Se deshizo de su actitud reflexiva y concluyó:
—–Una vez pensé echarlo de la casa. Si no hubiera sido por Adrián el ya no estaría aquí.
Esa información me llamó la atención y rápidamente pregunté detalles a la señora Miriam. Al principio no me percaté de la ansiedad con que hacía la pregunta, fue cuando Joan me miró y me habló con los ojos que comprendí que no fui nada discreto. La señora Miriam no se inmutó y siguió hablando, saciando mi curiosidad.
—–Ese día lo iba hacer, se los aseguro. Minutos antes salió corriendo como si hubiera visto un fantasma. Yo me encontraba aquí en la cocina, escuché cerrarse la puerta de la calle con tal fuerza que, cuando me percaté, la cerradura estaba destrozada. Me dije a mi misma; “cuando regresé, lo corro”. No habían pasado quince minutos cuando vi salir a Adrián que regresó a la media hora con una cerradura nueva. No hizo preguntas, se me acercó y me la entregó. “cuando salí note que la cerradura se dañó, —–me dijo—– ya le dije a un herrero que viniera a colocarla. No se preocupe, yo pago. Ah, por cierto, cuando estaba de compras vi a mi buen amigo Félix. Que buen muchacho. No sería lo mismo sin él en esta casa. Creo que no estaría aquí si él se marchara”.

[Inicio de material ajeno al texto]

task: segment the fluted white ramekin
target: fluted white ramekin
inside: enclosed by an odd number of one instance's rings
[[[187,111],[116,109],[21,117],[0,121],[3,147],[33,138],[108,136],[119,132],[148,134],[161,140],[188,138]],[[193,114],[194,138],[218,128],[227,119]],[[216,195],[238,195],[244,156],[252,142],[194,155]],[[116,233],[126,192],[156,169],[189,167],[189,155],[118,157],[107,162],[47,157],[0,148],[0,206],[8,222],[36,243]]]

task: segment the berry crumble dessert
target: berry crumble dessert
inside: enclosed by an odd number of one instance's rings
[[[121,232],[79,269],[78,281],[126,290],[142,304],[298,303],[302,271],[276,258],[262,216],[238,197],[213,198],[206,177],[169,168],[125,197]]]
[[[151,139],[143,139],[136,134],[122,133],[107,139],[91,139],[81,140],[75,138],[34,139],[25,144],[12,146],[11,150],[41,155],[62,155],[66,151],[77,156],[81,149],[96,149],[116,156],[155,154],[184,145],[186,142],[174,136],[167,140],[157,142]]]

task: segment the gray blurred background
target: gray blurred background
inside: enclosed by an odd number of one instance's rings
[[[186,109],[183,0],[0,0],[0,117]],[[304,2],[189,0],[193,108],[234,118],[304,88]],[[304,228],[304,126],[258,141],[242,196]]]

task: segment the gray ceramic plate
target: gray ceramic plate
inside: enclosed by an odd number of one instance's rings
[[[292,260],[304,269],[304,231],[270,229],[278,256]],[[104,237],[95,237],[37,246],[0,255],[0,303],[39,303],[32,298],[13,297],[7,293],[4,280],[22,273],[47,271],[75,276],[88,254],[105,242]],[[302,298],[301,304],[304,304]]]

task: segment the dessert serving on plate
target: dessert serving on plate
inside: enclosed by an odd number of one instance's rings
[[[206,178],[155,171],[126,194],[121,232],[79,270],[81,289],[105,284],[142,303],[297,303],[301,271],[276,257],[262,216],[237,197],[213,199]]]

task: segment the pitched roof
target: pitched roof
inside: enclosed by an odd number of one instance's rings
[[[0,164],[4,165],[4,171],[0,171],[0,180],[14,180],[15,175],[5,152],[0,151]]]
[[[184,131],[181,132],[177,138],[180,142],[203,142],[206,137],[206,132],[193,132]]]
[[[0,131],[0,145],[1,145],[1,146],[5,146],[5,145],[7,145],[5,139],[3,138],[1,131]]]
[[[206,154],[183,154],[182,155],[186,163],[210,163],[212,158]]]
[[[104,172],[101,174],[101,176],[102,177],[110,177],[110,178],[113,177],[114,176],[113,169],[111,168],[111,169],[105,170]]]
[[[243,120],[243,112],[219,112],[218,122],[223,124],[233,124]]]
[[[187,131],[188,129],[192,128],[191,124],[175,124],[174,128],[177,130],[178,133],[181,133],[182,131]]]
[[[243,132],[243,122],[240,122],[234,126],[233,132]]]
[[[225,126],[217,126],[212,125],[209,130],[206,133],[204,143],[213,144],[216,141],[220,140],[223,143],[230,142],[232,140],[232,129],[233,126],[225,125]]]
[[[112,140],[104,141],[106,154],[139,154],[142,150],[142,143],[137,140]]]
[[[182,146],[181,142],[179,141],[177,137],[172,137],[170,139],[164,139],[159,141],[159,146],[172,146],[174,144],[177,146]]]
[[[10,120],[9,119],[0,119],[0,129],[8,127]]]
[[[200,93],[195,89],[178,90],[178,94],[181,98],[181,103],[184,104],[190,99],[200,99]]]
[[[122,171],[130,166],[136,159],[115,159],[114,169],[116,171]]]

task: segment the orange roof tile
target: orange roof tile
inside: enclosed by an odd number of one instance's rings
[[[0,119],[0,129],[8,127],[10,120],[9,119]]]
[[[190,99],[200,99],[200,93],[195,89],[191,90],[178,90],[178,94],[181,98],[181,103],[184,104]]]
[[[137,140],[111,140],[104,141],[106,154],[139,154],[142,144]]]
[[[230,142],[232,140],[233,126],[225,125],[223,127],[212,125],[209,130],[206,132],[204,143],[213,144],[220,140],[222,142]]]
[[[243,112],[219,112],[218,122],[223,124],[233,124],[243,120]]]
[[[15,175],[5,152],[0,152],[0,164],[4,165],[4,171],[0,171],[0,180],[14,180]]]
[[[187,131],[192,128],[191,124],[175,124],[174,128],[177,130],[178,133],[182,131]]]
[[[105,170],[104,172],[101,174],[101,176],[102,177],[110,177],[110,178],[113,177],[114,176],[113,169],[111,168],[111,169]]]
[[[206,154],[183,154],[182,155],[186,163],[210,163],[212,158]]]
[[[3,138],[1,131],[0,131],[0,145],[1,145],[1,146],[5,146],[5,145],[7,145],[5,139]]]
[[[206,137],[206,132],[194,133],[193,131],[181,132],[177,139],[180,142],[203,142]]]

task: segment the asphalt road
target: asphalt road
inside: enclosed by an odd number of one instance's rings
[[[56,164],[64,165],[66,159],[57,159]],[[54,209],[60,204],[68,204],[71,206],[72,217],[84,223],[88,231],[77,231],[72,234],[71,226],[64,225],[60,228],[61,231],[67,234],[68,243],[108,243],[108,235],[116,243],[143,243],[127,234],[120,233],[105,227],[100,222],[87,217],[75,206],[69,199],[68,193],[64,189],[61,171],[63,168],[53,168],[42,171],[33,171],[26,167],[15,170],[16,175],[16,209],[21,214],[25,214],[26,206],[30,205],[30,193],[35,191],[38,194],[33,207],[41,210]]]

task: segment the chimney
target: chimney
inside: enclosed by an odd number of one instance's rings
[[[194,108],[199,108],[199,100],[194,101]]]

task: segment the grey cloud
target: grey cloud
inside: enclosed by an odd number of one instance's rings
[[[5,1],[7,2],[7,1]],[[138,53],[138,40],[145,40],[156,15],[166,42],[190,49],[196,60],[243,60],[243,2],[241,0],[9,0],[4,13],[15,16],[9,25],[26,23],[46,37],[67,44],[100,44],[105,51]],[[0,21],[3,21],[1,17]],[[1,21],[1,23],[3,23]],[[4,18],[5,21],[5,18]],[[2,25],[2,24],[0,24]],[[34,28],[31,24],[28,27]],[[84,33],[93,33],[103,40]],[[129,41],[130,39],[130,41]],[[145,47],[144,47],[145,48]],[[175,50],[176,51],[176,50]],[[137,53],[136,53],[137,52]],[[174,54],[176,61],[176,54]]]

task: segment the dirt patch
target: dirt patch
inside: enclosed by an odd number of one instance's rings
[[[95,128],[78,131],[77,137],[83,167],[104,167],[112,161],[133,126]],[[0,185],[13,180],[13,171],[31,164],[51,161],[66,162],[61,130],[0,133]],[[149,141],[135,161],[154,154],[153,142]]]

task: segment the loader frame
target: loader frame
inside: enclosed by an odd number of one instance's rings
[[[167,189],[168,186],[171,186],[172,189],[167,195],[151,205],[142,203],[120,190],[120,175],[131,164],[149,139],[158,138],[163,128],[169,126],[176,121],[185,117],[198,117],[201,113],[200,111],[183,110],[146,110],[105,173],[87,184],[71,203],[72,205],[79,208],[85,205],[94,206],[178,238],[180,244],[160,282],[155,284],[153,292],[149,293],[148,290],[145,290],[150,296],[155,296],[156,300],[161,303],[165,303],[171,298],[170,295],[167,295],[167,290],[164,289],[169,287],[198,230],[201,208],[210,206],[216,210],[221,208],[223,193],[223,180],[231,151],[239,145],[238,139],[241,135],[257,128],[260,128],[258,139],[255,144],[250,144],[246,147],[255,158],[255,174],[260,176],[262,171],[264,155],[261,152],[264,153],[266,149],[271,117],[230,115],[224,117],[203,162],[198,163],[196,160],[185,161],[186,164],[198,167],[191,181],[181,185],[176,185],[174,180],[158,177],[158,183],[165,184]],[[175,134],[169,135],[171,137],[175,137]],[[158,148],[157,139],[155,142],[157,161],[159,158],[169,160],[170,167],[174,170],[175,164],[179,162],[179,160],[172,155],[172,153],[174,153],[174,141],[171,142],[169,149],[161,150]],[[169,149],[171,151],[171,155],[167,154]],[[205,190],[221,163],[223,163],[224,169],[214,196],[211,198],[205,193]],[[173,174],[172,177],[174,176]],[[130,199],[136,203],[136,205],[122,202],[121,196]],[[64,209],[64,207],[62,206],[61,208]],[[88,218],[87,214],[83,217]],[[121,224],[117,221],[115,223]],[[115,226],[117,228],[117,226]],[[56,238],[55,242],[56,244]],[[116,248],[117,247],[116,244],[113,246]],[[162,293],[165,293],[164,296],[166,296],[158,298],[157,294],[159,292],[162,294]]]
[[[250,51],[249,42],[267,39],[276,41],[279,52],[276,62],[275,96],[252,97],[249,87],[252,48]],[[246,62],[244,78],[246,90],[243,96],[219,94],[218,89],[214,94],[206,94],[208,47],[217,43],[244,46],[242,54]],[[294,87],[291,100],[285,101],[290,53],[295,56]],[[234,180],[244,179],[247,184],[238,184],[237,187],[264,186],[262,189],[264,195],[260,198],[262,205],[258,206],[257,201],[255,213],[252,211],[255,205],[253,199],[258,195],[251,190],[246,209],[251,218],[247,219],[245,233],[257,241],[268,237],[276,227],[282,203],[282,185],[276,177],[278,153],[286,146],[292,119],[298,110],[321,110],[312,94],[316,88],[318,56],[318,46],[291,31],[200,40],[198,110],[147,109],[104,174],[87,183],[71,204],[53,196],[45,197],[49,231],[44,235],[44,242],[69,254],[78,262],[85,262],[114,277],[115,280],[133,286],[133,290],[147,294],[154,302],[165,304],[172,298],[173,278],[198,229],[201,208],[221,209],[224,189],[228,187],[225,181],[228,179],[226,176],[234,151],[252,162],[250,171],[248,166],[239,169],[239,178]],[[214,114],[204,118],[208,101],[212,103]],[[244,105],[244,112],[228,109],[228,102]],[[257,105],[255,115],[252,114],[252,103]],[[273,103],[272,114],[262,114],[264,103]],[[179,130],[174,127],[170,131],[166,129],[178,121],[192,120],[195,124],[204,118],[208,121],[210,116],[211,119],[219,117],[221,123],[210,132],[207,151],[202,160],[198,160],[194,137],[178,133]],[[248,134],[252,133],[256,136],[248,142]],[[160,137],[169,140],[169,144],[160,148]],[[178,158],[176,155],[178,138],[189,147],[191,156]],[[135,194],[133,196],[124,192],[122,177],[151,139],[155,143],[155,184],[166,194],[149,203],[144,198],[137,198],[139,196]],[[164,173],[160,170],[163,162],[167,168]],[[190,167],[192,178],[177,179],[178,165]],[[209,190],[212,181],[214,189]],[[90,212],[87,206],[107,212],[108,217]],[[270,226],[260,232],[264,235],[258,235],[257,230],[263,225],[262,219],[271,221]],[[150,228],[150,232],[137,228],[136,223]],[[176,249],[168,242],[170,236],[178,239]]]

Quedé con la boca abierta. No me dio tiempo de decir palabras, Adrián se dio la vuelta y se fue por donde había entrado. No era necesario hacer esos comentarios sobre Félix. No entendí porque lo hizo. En fin, Félix regresó esa noche y no tuve el valor para decirle todo lo que había pensado. No duró mucho en la casa; subió, recogió su bolso y se fue. Al presente es lo único que hace al llegar aquí. Ahora que lo pienso: vive más afuera que en la casa, no sé por qué no se ha ido.
Yo sabía la respuesta a esa pregunta pero, obviamente, no dije nada. Félix, en el fondo, llevaba razón: una insinuación de lo que él pensaba sobre Adrián hubiera detonado la antigua creencia de la señora sobre su cordura.
Luego de que la Señora Miriam concluyera su exposición se hizo el silencio. Esperaba algún comentario jocoso de Joan pero, para mi extrañeza, se limitó a mirar a la pared del frente y a comer con lentitud sin siquiera ver el bocado que consumía, era un claro gesto de sorpresa. Pero la sorpresa sería mayúscula para mí.
Fue la misma señora Miriam quien rompió el incómodo silencio.
—–Hablando de Adrián, en once días, contando el de hoy, se marchará de la residencia; se va del País. Si conocen a alguien, de su confianza, interesado en un cuarto, pueden informarle que habrá uno disponible.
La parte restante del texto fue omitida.